CA chiefs spell out the future - and it's not outsourcing

Computer Associates will later today unveil a suite of products to support on-demand computing at its annual CA World conference...

Computer Associates will later today unveil a suite of products to support on-demand computing at its annual CA World conference in Las Vegas.

Mark Barrenechea, senior vice president of product development at CA, pitched the company’s vision for on-demand computing as an alternative to outsourcing.

He said outsourcing to companies such as IBM Global Services was inflexible. “Outsourcing to IBM is a lock-in.
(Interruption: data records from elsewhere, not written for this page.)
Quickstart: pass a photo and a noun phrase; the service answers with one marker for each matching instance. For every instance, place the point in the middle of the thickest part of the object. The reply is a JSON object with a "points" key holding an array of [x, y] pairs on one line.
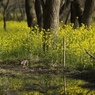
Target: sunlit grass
{"points": [[19, 42]]}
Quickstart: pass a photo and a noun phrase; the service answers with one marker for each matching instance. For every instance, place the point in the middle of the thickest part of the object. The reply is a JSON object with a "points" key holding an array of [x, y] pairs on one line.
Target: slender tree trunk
{"points": [[51, 20], [31, 13], [39, 13], [51, 14], [88, 12], [4, 14]]}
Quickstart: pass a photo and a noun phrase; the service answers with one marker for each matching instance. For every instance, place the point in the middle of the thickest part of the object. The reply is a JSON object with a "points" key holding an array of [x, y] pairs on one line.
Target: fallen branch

IBM has no incentive to innovate.”

The alternative CA vision relies on a central repository – a database of all IT assets within a company, which will help ascertain the business impact of an IT failure.

This is combined with a set of four key business processes:

  • Discovery to inventory
  • Inventory to utilisation
  • Storage to virtualisation
  • Identity to vulnerability

The concept underpinning the CA`s strategy is to provide tools to allow IT directors to charge business units for their IT use monthly, much like a utility bill.

This is not possible at present, with internal costing for IT being based on the number of users or desktops rather than charging for the overall cost of providing IT for a given business service.

Sonar, one of the tools to be introduced later today, is a key component in CA’s on-demand strategy. It offers the means by which IT directors can manage IT based on the impact it has on business processes.

Clive Longbottom, senior director at IT analyst firm Quocirca, felt that CA’s strategy was flawed. “Any user that employs 1,000 IT staff today has got their core values totally wrong,”  he said. Longbottom believed any on-demand strategy should fit alongside a company’s outsourcing goals.

Longbottom was also sceptical of CA’s view that IT assets should be stored in a single repository to allow the IT director to assess the business impact of an IT failure.

“There is nothing wrong in creating silos of IT asset data if you have intelligent tools," he said.

Longbottom believed the flaw in CA’s plans was that vast amounts of storage and processing power would be required for IT management to support a central database of IT assets.